I became suddenly easier to boot, still forcing it as the power button won’t do a thing, but it exactly booted every second try, I did few boots, never had an exception.

Super strange. ESD shock is totally a possibility.
What is strange is MacTest Pro not detecting anything and the computer seems stable when booted.

Maybe the cuda chip or the reset circuit is kinda broken.

I tried to dig out a schematic for more investigation but… didn’t found a thing.

Too bad
 

SiliconValleyPirate

Well-known member
Okay, wasn’t sure as you mentioned trying to jury rig it with a CR2032. Because of the lower voltage that might have given it a headache.

It does sound like either the reset, CUDA or power on circuit is faulty, or the PMU is decidedly unhappy.

Without delving into oscilloscopes and logic analysis and deep stuff like that, or digging up the schematic, or both, it’s not an easy one to diagnose past just checking traces for continuity around the PMU chip and switches.

Unfortunate, but I guess you can’t win em all. You often don’t know what’s happened to a board, especially after it’s been pulled out of a case, or why it was pulled out. I guess maybe this one was shelved due to not working? Who knows…
 

Big Ben

Well-known member
Sadly no, just a kid who wanted to put a pc in the B&W case 😢

As for the low voltage of the battery I had my suspicions, so I did a lot of testing and cuda resets.

PRAM seems fine, passed multiple MTP runs without any trouble. But MTP is not good as AHT I suppose and no AHT is available for this machine.

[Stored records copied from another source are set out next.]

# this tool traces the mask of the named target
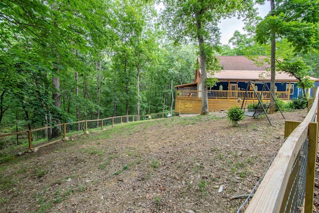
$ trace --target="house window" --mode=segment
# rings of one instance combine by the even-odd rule
[[[294,94],[294,84],[290,85],[290,94]],[[286,85],[286,91],[288,92],[289,91],[289,84],[287,84]]]

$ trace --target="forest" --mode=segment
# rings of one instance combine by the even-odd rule
[[[269,34],[276,58],[319,77],[318,0],[276,1],[265,18],[256,6],[266,0],[160,1],[0,1],[0,133],[170,111],[174,85],[193,81],[197,55],[208,70],[216,55],[270,63]],[[246,32],[222,45],[218,23],[232,16]]]

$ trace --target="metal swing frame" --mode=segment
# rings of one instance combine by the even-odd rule
[[[260,83],[256,83],[260,84]],[[255,117],[258,115],[265,114],[266,115],[266,116],[267,117],[267,119],[268,120],[268,122],[269,122],[269,124],[270,124],[271,126],[272,126],[272,124],[270,122],[270,120],[269,120],[269,118],[268,117],[268,115],[267,112],[267,110],[269,108],[270,105],[267,105],[267,106],[264,105],[262,103],[262,101],[261,101],[262,97],[263,95],[263,92],[264,92],[264,91],[265,91],[265,89],[267,88],[268,90],[268,91],[270,92],[270,89],[269,89],[268,85],[267,85],[266,82],[263,82],[263,89],[261,90],[261,92],[260,93],[260,96],[258,96],[258,94],[257,94],[257,92],[255,90],[255,88],[253,86],[252,83],[252,82],[248,81],[248,83],[247,84],[247,86],[246,88],[246,92],[245,93],[245,95],[244,95],[244,100],[243,101],[243,103],[241,104],[241,108],[243,109],[244,110],[245,109],[245,108],[243,108],[243,107],[244,107],[244,104],[245,103],[245,100],[246,101],[246,102],[247,102],[246,97],[247,97],[247,92],[248,91],[248,89],[249,89],[249,87],[251,86],[253,89],[253,90],[254,91],[254,93],[255,94],[255,95],[256,95],[256,96],[257,97],[258,99],[258,104],[257,105],[258,108],[257,109],[255,110],[254,112],[253,111],[252,113],[248,113],[248,112],[246,112],[245,111],[245,114],[244,114],[244,115],[247,116],[249,116],[249,117]],[[269,92],[269,93],[270,94],[270,95],[271,95],[271,97],[274,99],[274,100],[275,101],[275,103],[276,105],[278,107],[278,109],[279,109],[279,111],[280,111],[281,115],[283,116],[283,118],[284,118],[284,119],[285,119],[285,117],[284,116],[284,114],[283,114],[283,112],[282,112],[281,109],[280,109],[280,108],[279,107],[279,105],[278,105],[278,104],[277,103],[277,101],[276,101],[276,99],[275,99],[275,97],[274,97],[274,96],[273,95],[271,92]],[[246,107],[246,104],[245,104],[245,106]],[[262,111],[261,110],[262,109]]]

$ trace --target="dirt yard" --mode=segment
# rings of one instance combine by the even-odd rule
[[[284,139],[280,114],[269,117],[131,122],[40,149],[0,165],[0,212],[236,212],[245,199],[232,197],[250,193]]]

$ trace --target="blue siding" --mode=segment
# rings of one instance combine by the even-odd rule
[[[319,81],[315,82],[315,87],[317,87],[319,86]],[[310,95],[312,96],[313,93],[314,92],[314,88],[312,88],[310,89]]]
[[[238,82],[237,83],[236,81],[232,81],[230,82],[231,84],[238,84],[238,87],[240,88],[240,90],[246,90],[246,88],[247,86],[247,83],[245,83],[244,82]],[[286,85],[289,84],[289,82],[284,82],[284,83],[276,83],[276,86],[277,87],[277,91],[286,91]],[[270,88],[270,82],[267,83],[267,85],[269,88]],[[217,85],[213,86],[210,89],[211,90],[219,90],[219,86],[223,86],[223,90],[228,90],[228,82],[220,82],[217,83]],[[255,83],[255,85],[257,85],[258,87],[258,91],[261,91],[263,89],[263,83]],[[297,88],[297,85],[296,83],[291,83],[291,87],[294,87],[294,94],[290,94],[290,99],[292,99],[293,98],[297,98],[298,96],[302,95],[303,91],[301,89]],[[319,87],[319,82],[315,82],[315,87]],[[209,89],[209,88],[208,88]],[[266,89],[267,90],[267,89]],[[310,91],[310,94],[312,95],[313,94],[313,89],[312,88]]]

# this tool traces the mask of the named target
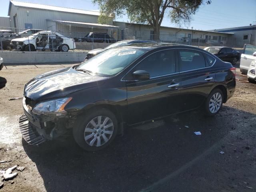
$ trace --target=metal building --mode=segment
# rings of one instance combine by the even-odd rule
[[[212,31],[232,33],[234,35],[228,39],[229,43],[235,46],[242,46],[244,44],[256,46],[256,25],[215,29]]]
[[[92,31],[107,32],[119,27],[97,24],[98,12],[10,0],[8,15],[10,27],[61,32],[67,36],[82,37]]]

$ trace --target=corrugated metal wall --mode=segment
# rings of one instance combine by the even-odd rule
[[[14,6],[12,6],[13,9]],[[28,11],[28,13],[27,11]],[[19,7],[17,17],[19,27],[25,28],[25,24],[32,24],[34,29],[47,30],[46,19],[97,23],[98,16]]]
[[[0,17],[0,28],[2,27],[11,27],[9,17]]]

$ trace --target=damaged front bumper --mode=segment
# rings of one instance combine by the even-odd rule
[[[20,117],[19,123],[22,136],[28,144],[38,145],[47,140],[52,140],[72,126],[72,116],[35,115],[28,108],[26,100],[24,97],[22,101],[25,114]]]

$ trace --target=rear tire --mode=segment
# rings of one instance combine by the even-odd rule
[[[78,123],[73,129],[73,136],[79,146],[86,151],[95,151],[106,148],[116,136],[117,120],[106,109],[93,109],[77,120]]]
[[[224,98],[223,93],[218,88],[212,91],[204,104],[204,110],[207,116],[212,116],[221,108]]]
[[[236,64],[236,62],[237,62],[237,58],[236,57],[234,57],[233,58],[233,60],[232,60],[232,64],[233,65],[235,65]]]

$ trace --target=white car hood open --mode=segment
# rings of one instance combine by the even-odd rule
[[[22,38],[17,38],[16,39],[13,39],[12,40],[12,42],[14,42],[14,41],[18,41],[18,42],[25,41],[27,41],[28,39],[28,38],[27,37],[22,37]],[[30,38],[29,38],[29,40],[30,41],[32,41],[33,40],[33,39]]]

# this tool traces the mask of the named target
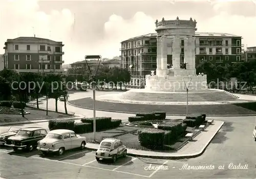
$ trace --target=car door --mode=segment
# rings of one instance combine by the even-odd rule
[[[123,151],[124,151],[124,148],[123,144],[120,141],[117,142],[118,146],[118,156],[120,156],[122,155]]]
[[[70,137],[70,134],[66,134],[64,135],[64,138],[63,139],[64,142],[64,146],[65,149],[68,150],[71,148],[71,138]]]
[[[71,138],[71,147],[74,148],[80,146],[81,142],[75,133],[70,133],[70,137]]]

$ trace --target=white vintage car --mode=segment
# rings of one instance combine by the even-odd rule
[[[57,152],[59,156],[65,150],[75,148],[85,148],[86,138],[77,135],[73,131],[56,130],[49,132],[46,136],[37,142],[37,149],[43,154]]]
[[[95,158],[97,161],[100,159],[111,160],[113,162],[116,161],[117,158],[126,157],[126,147],[118,139],[108,138],[103,140],[99,144]]]
[[[252,137],[254,138],[254,141],[256,141],[256,126],[255,126],[254,130],[252,133]]]

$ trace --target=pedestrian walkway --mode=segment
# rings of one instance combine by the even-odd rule
[[[215,120],[212,124],[206,128],[207,131],[202,131],[198,135],[193,138],[193,141],[189,141],[177,152],[158,152],[145,151],[128,148],[128,155],[152,157],[156,158],[182,158],[198,157],[203,154],[207,146],[221,128],[224,122]],[[86,147],[96,150],[99,147],[99,144],[88,143]]]

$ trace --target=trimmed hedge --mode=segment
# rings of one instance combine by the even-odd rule
[[[13,108],[17,109],[24,109],[26,107],[26,103],[25,102],[14,101]]]
[[[48,122],[48,127],[50,131],[57,129],[74,131],[74,120],[50,119]]]
[[[111,119],[111,127],[117,127],[121,123],[122,120],[121,119]]]
[[[176,138],[183,133],[182,122],[167,122],[160,123],[157,129],[164,131],[171,131],[173,138]]]
[[[183,120],[183,123],[187,124],[188,127],[194,127],[196,126],[196,119],[186,119]]]
[[[112,127],[111,117],[98,117],[96,118],[96,131],[101,131]],[[81,122],[83,123],[91,123],[93,127],[93,118],[83,118],[81,119]]]
[[[154,113],[137,113],[136,116],[143,116],[145,119],[144,120],[156,119]]]
[[[2,100],[0,101],[0,106],[2,107],[11,108],[12,105],[12,101],[10,100]]]
[[[128,117],[128,121],[130,122],[135,121],[142,121],[146,120],[143,116],[132,116]]]
[[[154,112],[155,114],[160,115],[160,119],[165,119],[166,118],[166,113],[165,112],[157,111]]]
[[[88,133],[93,132],[92,124],[90,123],[75,123],[74,131],[77,134]]]
[[[162,146],[164,131],[156,129],[143,129],[137,131],[138,139],[141,145]]]

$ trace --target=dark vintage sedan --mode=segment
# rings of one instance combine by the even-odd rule
[[[44,139],[47,133],[46,129],[41,127],[23,128],[16,135],[8,138],[5,145],[12,147],[14,151],[19,148],[32,151],[37,146],[37,142]]]
[[[0,145],[4,145],[6,139],[10,137],[15,136],[20,129],[19,127],[11,127],[7,132],[0,134]]]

Guess it’s a lost cause without schematics, rev1 no case… It would have been a neat G3 in a new case but… a B&W is 25€ on tue market nobody wants them.

Thanks for your time.
I guess I’ll still try to fix it when I’m bored
 

SiliconValleyPirate

Well-known member
Hey, I have a PC in a graphite G4 case (I bought the case already empty from eBay, so I a wasn’t responsible for said G4’s demise!) so I can’t exactly crow about how awful that is ;)

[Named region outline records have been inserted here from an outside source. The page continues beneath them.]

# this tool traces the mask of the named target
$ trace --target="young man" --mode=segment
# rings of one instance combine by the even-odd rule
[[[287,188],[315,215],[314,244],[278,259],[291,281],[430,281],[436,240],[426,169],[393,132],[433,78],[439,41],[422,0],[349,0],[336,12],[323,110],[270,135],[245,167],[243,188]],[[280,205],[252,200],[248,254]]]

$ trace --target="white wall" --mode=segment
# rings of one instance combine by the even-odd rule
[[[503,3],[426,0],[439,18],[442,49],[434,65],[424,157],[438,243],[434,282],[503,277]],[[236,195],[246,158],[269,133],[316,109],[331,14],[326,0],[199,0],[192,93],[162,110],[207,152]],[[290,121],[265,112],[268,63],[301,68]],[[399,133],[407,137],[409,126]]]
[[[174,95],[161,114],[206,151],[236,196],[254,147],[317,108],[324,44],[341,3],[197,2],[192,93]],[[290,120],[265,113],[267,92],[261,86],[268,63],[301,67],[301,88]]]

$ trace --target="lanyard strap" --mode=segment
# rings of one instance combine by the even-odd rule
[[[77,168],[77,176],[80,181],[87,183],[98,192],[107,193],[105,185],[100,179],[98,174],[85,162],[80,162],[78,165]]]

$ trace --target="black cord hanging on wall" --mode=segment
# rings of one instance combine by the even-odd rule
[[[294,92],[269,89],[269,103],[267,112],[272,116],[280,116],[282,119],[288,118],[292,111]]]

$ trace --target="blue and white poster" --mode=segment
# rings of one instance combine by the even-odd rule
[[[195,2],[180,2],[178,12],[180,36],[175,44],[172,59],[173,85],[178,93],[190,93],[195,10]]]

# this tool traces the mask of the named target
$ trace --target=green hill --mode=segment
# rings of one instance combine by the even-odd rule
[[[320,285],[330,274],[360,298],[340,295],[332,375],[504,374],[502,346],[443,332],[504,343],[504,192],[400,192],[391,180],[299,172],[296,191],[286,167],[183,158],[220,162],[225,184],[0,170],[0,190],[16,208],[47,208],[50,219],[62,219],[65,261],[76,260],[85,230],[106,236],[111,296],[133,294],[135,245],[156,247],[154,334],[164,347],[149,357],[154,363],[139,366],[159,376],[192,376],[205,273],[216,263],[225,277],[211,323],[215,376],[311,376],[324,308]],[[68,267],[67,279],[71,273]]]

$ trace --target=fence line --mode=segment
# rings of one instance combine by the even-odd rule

As a penalty clause I bought 3 G4s during the build at silly-low prices and used one (with broken handles thanks to poor packaging!) as a donor and rebuilt the other two to working condition xD
 

Big Ben

Well-known member
Got absolutely not problem with that.

Just that I knew from the kid that the computer was working (actually both have G3 and G3 MDD parts), he gutted parts throwing everything in a big plastic bag. (ESD and scratches here you are)

I just think there’s better ways to do it. Buying an empty case is fine I guess.